The nAChR α4 and nAChR β2 receptors are located throughout the central and peripheral nervous systems and take part in the descending inhibitory pain pathway in the central nervous system. nAChR α4 and nAChR β2 activation prompt the release of serotonin, norepinephrine, and GABA, all crucial neurotransmitters in the inhibitory pain pathway, expressed at both brain and spinal cord levels [26, 27]. Additionally, nAChR α4 and nAChR β2 may also play a role in chronic inflammatory pain due to their involvement in inflammatory cells [28]. In a prior study, electroacupuncture treatment significantly increased the expression of nAChR β2 protein [29], similar to what was demonstrated in this trial.
5. Limitation
Chronic pain inhibits glycine receptor α3 (GLRA3), which reduces the inhibition of nociceptive neurons and increases the transmission of nociceptive stimuli. In contrast, the expression of GLRA3 produces analgesia [30]. This study showed the numerical decrease of GLRA3 after nicotine withdrawal and the increase after electroacupuncture treatment. However, it did not reach significance. A larger sample size may be needed to clarify the effect of GLRA3 in nicotine withdrawal and electroacupuncture.
6. Conclusion
This study reveals that chronic nicotine exposure, followed by abrupt nicotine withdrawal can lead to hyperalgesia. Electroacupuncture (EA) has a significant analgesic effect on pain sensitivity in nicotine withdrawal hyperalgesia rats.
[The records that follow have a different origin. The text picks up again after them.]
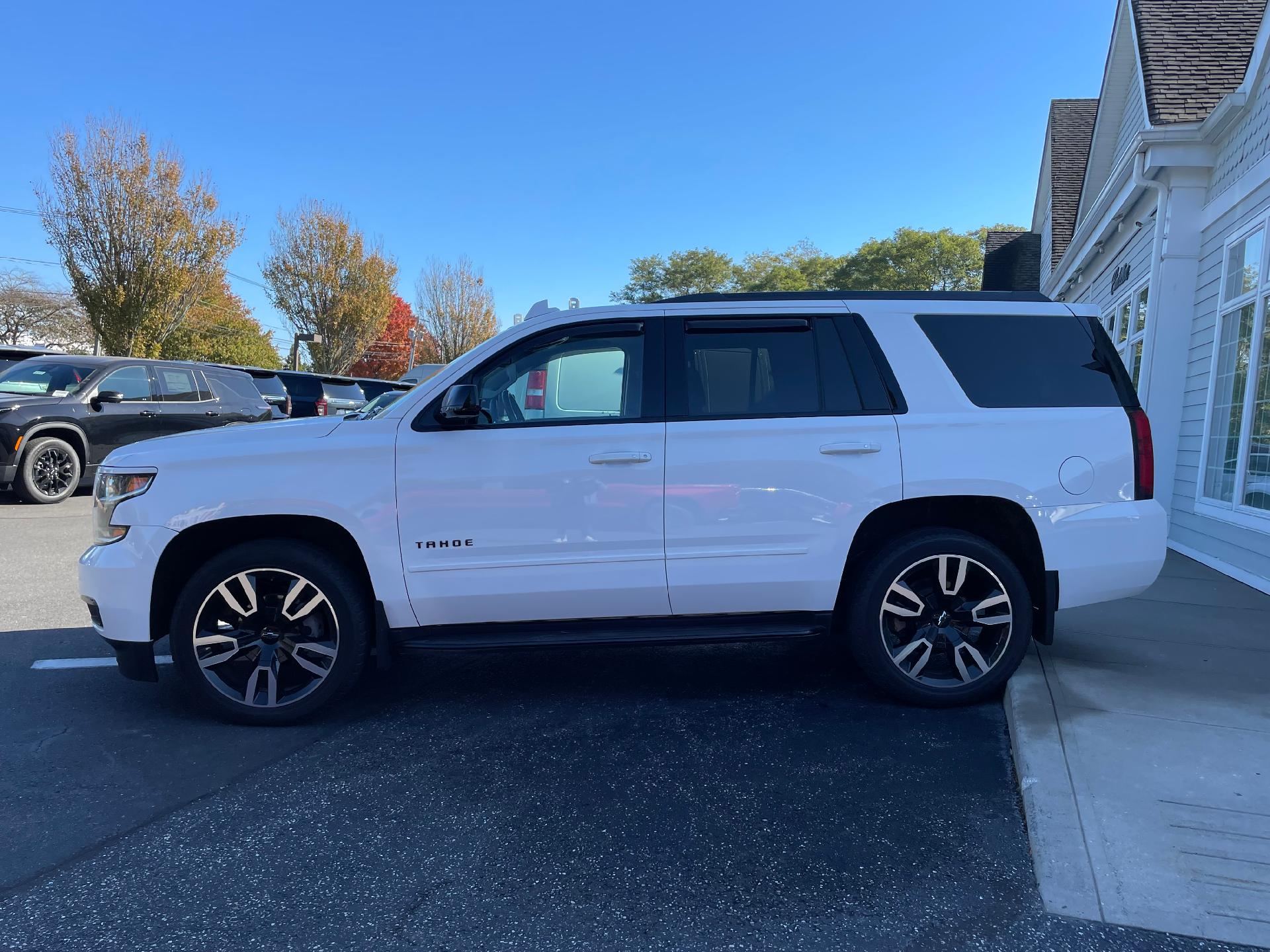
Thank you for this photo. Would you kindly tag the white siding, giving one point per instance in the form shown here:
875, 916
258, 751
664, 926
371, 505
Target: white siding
1241, 547
1137, 253
1244, 145
1047, 245
1133, 121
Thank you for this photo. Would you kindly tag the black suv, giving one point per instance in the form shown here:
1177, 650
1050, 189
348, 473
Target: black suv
60, 416
321, 395
270, 386
12, 354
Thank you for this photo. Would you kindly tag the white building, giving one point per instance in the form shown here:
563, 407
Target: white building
1154, 205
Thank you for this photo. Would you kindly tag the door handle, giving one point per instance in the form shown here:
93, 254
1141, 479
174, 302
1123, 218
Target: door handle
603, 459
850, 448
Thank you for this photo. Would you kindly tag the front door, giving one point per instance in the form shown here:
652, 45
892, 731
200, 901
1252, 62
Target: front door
139, 416
780, 440
552, 504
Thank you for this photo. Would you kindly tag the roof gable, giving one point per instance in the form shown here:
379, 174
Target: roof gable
1067, 143
1193, 52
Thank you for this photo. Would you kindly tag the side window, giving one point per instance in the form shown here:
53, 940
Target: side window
178, 385
751, 368
592, 374
134, 382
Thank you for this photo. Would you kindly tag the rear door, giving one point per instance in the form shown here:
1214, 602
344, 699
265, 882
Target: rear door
780, 440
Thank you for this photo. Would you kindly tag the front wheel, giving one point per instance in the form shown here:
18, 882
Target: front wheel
269, 633
941, 617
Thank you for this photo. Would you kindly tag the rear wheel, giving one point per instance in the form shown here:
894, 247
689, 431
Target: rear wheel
48, 473
269, 633
941, 617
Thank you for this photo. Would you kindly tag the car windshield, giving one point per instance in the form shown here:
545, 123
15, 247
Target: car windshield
45, 377
380, 404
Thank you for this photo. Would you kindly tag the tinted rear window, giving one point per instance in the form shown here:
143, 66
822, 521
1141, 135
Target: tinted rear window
302, 386
270, 386
1031, 361
343, 391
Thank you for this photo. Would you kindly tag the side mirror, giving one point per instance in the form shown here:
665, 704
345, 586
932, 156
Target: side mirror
107, 397
460, 407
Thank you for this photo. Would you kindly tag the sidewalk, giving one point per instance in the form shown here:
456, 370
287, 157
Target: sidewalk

The results of this study suggest that the mechanism of analgesic effect of EA treatment: (1) EA stimulation increased the expression of nicotinic acetylcholine receptor α7 (nAChR α7) in the spinal cord and PAG; (2) EA stimulation also increased the expression of nAChR α4 and nAChR β2 in the spinal cord; (3) EA stimulation decreased the expression of COX2 and Iba1 inflammatory factors in the spinal cord and PAG. Therefore, electroacupuncture may be an appropriate analgesic treatment for chronic pain induced by nicotine withdrawal.
Abbreviations
ST36: | Acupuncture point of “Zusanli” |
LR3: | Acupuncture point of “Taichong” |
COX2: | Cyclooxygenase 2 |
GLRA3: | Glycine receptor α3 |
Iba1: | The marker of microglia ionized calcium-binding adaptor molecule 1 |
nAChR α7: | Nicotinic acetylcholine receptor α7 |
nAChR α4, nAChR β2: | Nicotinic acetylcholine receptors α4 and β2 |
CTR: | Control group |
NIC: | Nicotine group |
NIC + W: | Nicotine withdrawal group |
EA: | Electroacupuncture. |
Data Availability
The research data associated with this research paper can be obtained from the corresponding author upon reasonable request.
Ethical Approval
Research involving animals complied with all relevant national regulations and the Institutional Animal Care and Use Committee (IACUC) of the University of Miami. The IACUC number is 18–167.
Conflicts of Interest
The authors declare no conflicts of interest.
Authors’ Contributions
All authors have accepted responsibility for the entire content of this manuscript and approved its submission. Jeimy, Shuju, and Yanping conducted experiments and data analysis and drafted the manuscript. Xiaoling performed part of the data analysis and manuscript revise. Keith designed the protocol and finally completed the paper.
Acknowledgments
This work was supported by the Department of Anesthesiology, Perioperative Medicine, and Pain Management, University of Miami, Miller School of Medicine, USA.